The Hill Forts of Buivydai and Bradeliškės. It‘s the centrepiece and pride of our regional park. After the reconstruction works in 2011, these hill forts have unclosed the full majesty and charm of Lithuanian historical and cultural heritage. For example, Bradeliškės hill fort was so well established and fortified, that life here was in full swing for entire 1500 years! Buivydai hill fort, though, had less archaeological investigation, but the unforgettable panoramic views opening up from its viewpoint redeem this gap of its scientific explorations.
Extraordinary butterflies. If it’s a sunny day in mid-July and you’re really lucky, you might spot a bright blue butterfly in the meadows of the Dūkšta river valley. The Alcon blue butterfly (Maculinea rebeli) is rarity not only in Lithuania, but in the whole Europe too. Its life-cycle is incredibly fragile – this butterfly lays its eggs on one type of plants only, and later its caterpillars have to be adopted and reared for 10 months – again, by one type of ants only! Almost a year later, a beautiful adult butterfly that emerged from a pupa has to get out of the ant nest quickly to prevent the ants killing it! If everything goes right, Maculinea rebeli leaves before its wings are expanded and new, incredible life-cycle begins…

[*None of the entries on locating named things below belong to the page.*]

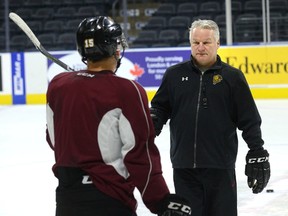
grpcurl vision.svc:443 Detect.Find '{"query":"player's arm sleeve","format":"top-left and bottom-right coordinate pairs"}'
top-left (233, 73), bottom-right (264, 150)
top-left (151, 72), bottom-right (171, 124)
top-left (120, 81), bottom-right (169, 213)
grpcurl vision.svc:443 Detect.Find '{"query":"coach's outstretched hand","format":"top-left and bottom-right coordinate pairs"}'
top-left (150, 108), bottom-right (163, 136)
top-left (245, 149), bottom-right (270, 194)
top-left (157, 194), bottom-right (191, 216)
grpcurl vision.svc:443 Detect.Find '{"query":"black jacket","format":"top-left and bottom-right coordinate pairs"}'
top-left (151, 56), bottom-right (264, 169)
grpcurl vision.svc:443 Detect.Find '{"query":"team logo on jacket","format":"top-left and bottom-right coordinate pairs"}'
top-left (213, 74), bottom-right (223, 85)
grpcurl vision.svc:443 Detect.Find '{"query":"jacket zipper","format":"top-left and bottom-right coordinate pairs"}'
top-left (193, 74), bottom-right (203, 168)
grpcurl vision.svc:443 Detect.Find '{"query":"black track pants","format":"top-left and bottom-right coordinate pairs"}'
top-left (173, 168), bottom-right (237, 216)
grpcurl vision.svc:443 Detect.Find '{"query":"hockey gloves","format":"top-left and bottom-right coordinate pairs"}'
top-left (245, 149), bottom-right (270, 194)
top-left (150, 108), bottom-right (163, 136)
top-left (157, 194), bottom-right (191, 216)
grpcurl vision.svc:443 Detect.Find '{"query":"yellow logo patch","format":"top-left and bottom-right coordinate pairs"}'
top-left (213, 74), bottom-right (223, 85)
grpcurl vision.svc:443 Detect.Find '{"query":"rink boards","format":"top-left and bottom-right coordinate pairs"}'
top-left (0, 45), bottom-right (288, 105)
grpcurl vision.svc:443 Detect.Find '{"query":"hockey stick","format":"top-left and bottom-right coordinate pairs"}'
top-left (9, 12), bottom-right (74, 71)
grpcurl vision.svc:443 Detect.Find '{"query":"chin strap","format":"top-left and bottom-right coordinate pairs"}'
top-left (114, 49), bottom-right (125, 74)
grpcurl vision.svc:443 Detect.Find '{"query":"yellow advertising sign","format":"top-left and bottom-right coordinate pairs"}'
top-left (218, 46), bottom-right (288, 87)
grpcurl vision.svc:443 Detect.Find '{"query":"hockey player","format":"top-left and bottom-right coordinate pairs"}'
top-left (151, 20), bottom-right (270, 216)
top-left (46, 16), bottom-right (191, 216)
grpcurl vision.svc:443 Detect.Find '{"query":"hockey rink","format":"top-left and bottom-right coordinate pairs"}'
top-left (0, 100), bottom-right (288, 216)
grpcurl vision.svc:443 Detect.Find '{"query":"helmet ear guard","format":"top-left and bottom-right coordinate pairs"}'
top-left (77, 16), bottom-right (128, 61)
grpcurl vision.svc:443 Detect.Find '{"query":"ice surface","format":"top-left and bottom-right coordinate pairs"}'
top-left (0, 100), bottom-right (288, 216)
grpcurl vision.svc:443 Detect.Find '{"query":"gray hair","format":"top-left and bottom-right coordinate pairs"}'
top-left (189, 19), bottom-right (220, 41)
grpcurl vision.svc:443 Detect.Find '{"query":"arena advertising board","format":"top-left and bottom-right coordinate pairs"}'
top-left (0, 46), bottom-right (288, 104)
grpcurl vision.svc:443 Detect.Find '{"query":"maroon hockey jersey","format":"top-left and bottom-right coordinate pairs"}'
top-left (47, 71), bottom-right (169, 213)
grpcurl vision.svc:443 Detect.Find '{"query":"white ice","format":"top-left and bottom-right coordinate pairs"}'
top-left (0, 100), bottom-right (288, 216)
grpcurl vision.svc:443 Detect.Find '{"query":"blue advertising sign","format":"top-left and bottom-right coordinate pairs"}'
top-left (124, 49), bottom-right (191, 87)
top-left (11, 52), bottom-right (26, 104)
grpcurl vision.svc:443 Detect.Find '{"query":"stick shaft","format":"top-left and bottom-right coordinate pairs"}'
top-left (9, 12), bottom-right (74, 71)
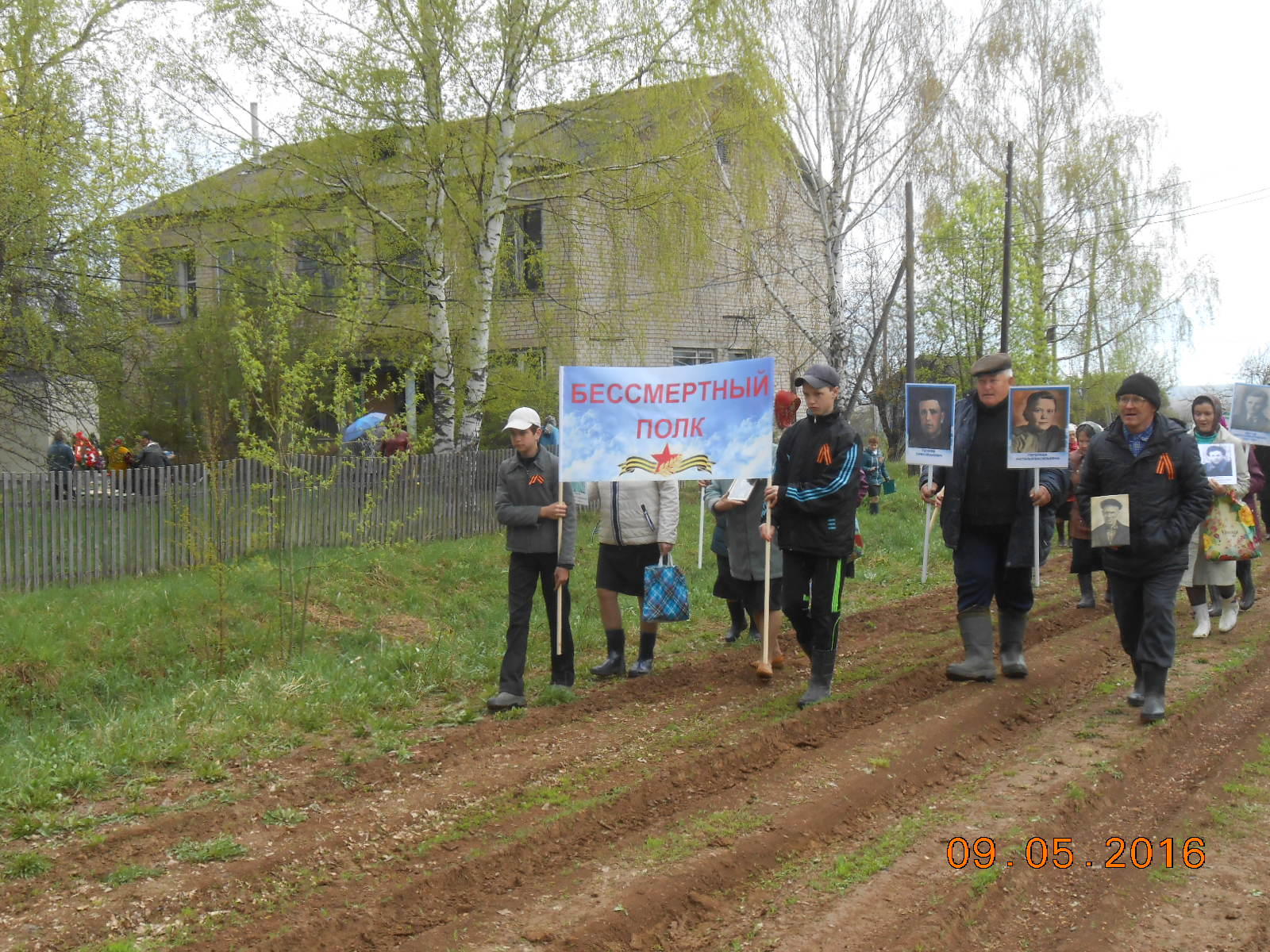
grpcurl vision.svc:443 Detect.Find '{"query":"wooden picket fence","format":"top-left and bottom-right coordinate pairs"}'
top-left (0, 449), bottom-right (510, 592)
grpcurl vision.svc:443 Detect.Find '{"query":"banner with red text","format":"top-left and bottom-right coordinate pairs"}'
top-left (560, 357), bottom-right (776, 481)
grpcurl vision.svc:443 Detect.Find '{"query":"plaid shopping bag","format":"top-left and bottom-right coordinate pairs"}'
top-left (643, 556), bottom-right (688, 622)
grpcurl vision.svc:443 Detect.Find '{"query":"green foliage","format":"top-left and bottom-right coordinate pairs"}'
top-left (102, 865), bottom-right (164, 886)
top-left (0, 853), bottom-right (53, 880)
top-left (169, 834), bottom-right (246, 863)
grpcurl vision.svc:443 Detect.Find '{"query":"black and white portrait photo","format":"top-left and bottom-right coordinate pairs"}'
top-left (904, 383), bottom-right (956, 466)
top-left (1199, 443), bottom-right (1237, 486)
top-left (1090, 493), bottom-right (1129, 548)
top-left (1008, 386), bottom-right (1071, 468)
top-left (1230, 383), bottom-right (1270, 446)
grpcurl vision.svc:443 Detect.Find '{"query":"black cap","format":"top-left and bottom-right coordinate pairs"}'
top-left (1115, 373), bottom-right (1164, 410)
top-left (794, 363), bottom-right (842, 390)
top-left (970, 353), bottom-right (1014, 377)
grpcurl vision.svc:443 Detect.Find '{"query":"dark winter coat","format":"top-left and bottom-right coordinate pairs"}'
top-left (931, 396), bottom-right (1068, 569)
top-left (1076, 413), bottom-right (1213, 578)
top-left (772, 410), bottom-right (864, 559)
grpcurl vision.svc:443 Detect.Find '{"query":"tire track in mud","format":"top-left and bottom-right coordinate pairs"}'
top-left (166, 586), bottom-right (1122, 948)
top-left (0, 571), bottom-right (1194, 950)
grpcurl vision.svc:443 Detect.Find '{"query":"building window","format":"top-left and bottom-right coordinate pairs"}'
top-left (216, 240), bottom-right (271, 307)
top-left (502, 205), bottom-right (542, 294)
top-left (379, 251), bottom-right (425, 307)
top-left (294, 231), bottom-right (347, 311)
top-left (146, 248), bottom-right (198, 324)
top-left (671, 347), bottom-right (715, 367)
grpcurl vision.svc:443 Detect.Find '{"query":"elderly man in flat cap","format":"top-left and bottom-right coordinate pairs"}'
top-left (922, 354), bottom-right (1067, 681)
top-left (1076, 373), bottom-right (1213, 724)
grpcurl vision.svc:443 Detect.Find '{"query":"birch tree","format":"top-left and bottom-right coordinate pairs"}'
top-left (737, 0), bottom-right (959, 387)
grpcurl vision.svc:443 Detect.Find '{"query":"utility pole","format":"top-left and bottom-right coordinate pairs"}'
top-left (1001, 142), bottom-right (1014, 353)
top-left (904, 182), bottom-right (917, 383)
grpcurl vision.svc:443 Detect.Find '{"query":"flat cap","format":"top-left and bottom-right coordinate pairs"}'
top-left (794, 363), bottom-right (842, 390)
top-left (970, 354), bottom-right (1014, 377)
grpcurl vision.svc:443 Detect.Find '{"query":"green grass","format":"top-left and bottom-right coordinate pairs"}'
top-left (0, 479), bottom-right (951, 835)
top-left (169, 834), bottom-right (246, 863)
top-left (260, 806), bottom-right (309, 827)
top-left (0, 853), bottom-right (53, 880)
top-left (102, 866), bottom-right (164, 886)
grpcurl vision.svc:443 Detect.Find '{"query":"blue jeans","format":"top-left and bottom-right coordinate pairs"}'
top-left (952, 525), bottom-right (1033, 614)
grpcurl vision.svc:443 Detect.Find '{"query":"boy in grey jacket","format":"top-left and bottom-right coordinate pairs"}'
top-left (487, 406), bottom-right (578, 711)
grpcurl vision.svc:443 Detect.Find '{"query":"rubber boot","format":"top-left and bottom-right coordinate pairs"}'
top-left (1234, 560), bottom-right (1257, 612)
top-left (626, 631), bottom-right (656, 678)
top-left (1076, 573), bottom-right (1097, 608)
top-left (1141, 662), bottom-right (1168, 724)
top-left (722, 599), bottom-right (745, 645)
top-left (1217, 595), bottom-right (1240, 635)
top-left (1191, 601), bottom-right (1213, 639)
top-left (997, 612), bottom-right (1027, 678)
top-left (798, 649), bottom-right (838, 708)
top-left (591, 628), bottom-right (626, 678)
top-left (945, 608), bottom-right (997, 681)
top-left (1126, 658), bottom-right (1147, 707)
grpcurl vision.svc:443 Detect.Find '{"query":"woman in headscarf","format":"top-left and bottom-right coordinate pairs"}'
top-left (1178, 393), bottom-right (1251, 639)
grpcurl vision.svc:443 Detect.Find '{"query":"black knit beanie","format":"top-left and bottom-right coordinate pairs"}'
top-left (1115, 373), bottom-right (1164, 410)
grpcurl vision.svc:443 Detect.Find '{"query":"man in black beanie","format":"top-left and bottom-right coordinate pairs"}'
top-left (1076, 373), bottom-right (1213, 724)
top-left (922, 354), bottom-right (1067, 681)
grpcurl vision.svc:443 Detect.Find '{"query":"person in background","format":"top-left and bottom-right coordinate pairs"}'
top-left (1181, 393), bottom-right (1251, 639)
top-left (379, 427), bottom-right (410, 459)
top-left (861, 436), bottom-right (891, 516)
top-left (697, 480), bottom-right (760, 645)
top-left (587, 480), bottom-right (679, 678)
top-left (44, 430), bottom-right (75, 499)
top-left (1234, 446), bottom-right (1266, 612)
top-left (136, 430), bottom-right (167, 470)
top-left (1068, 420), bottom-right (1110, 608)
top-left (1076, 373), bottom-right (1213, 724)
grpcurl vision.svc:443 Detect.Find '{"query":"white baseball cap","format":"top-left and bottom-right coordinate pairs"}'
top-left (503, 406), bottom-right (542, 430)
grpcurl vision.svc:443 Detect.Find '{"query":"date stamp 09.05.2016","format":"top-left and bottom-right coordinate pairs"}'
top-left (948, 836), bottom-right (1205, 869)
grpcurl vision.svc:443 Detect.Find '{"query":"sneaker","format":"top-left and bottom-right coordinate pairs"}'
top-left (485, 690), bottom-right (525, 711)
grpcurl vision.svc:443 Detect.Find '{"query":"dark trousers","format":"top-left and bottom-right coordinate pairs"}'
top-left (1107, 569), bottom-right (1185, 668)
top-left (952, 525), bottom-right (1033, 614)
top-left (498, 552), bottom-right (573, 696)
top-left (781, 550), bottom-right (849, 654)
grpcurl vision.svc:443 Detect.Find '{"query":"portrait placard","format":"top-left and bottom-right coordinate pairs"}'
top-left (1090, 493), bottom-right (1129, 548)
top-left (1199, 443), bottom-right (1238, 486)
top-left (904, 383), bottom-right (956, 466)
top-left (1230, 383), bottom-right (1270, 446)
top-left (1006, 385), bottom-right (1072, 470)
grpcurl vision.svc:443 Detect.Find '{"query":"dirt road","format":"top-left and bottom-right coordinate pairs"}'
top-left (0, 569), bottom-right (1270, 952)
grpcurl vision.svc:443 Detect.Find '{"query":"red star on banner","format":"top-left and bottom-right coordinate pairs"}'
top-left (652, 443), bottom-right (679, 472)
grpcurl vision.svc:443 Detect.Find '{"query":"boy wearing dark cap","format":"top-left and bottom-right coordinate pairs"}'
top-left (1076, 373), bottom-right (1213, 724)
top-left (487, 406), bottom-right (578, 711)
top-left (922, 353), bottom-right (1067, 681)
top-left (762, 363), bottom-right (864, 707)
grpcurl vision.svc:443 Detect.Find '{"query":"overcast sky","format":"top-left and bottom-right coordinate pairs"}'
top-left (1101, 0), bottom-right (1270, 385)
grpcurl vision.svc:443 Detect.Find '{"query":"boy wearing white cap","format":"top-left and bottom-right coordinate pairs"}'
top-left (487, 406), bottom-right (578, 711)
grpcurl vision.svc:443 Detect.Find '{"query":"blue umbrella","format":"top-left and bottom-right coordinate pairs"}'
top-left (344, 414), bottom-right (387, 443)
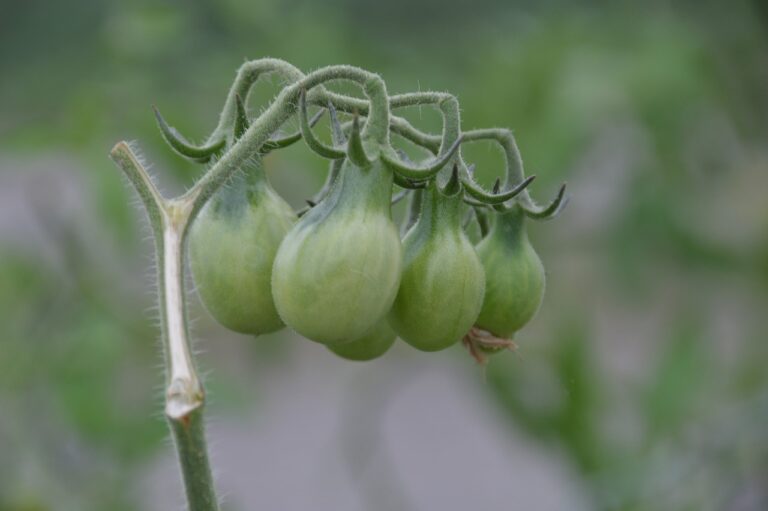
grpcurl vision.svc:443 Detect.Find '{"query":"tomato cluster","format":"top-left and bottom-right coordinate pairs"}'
top-left (158, 66), bottom-right (564, 366)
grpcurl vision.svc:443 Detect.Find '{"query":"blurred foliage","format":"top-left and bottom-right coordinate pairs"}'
top-left (0, 0), bottom-right (768, 511)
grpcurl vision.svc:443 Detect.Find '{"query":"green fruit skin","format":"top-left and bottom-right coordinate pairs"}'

The Hill of Oaks. From the observation tower on top of this hill, one of the most spectacular panoramas of park’s landscape can be enjoyed – the curves of Neris riverbed, the confluence of the rivers Neris and Dūkšta and the forested part of the great turn of Velniakampis. The subjacent valley in front of the hill has been inhabinted since 1st-2nd cent. AD, when wooden dwellings stood here and livestock were grazing in the surrounding meadows. The nearby Karmazinai mound was first functioning as a hiding place, later on – as a sacrificial offering place (pagan wedding ceremonies are held here till nowadays!). The tribesmen who passed away were buried on the other bank of the river Neris, in Padūkštai barrow yard.
The Sain Oak of the Hollow. There is a reason why this 300 years-old oak (with an impressive trunk girth of 5 m!) is called saint – up until the 15th century an oak was always an extraordinary tree in lands of Balts as well as in Lithuanian pagan mythology. Oak groves used to be the places where sacred eternal fires were burnt and nourished by the high priests. It was also believed that souls of the dead reincarnate into the oaks, thus since pagan times the mystic respect is felt to this tree among Lithuanians. Today it‘s the official national tree of Lithuania.
Visitor Elė says – „I had a chance to visit foreign countries, see their heritage, but I have to say that what we have in Lithuania is unique – no other country has showed me (and maybe will never show) hill forts as glorious as ours“.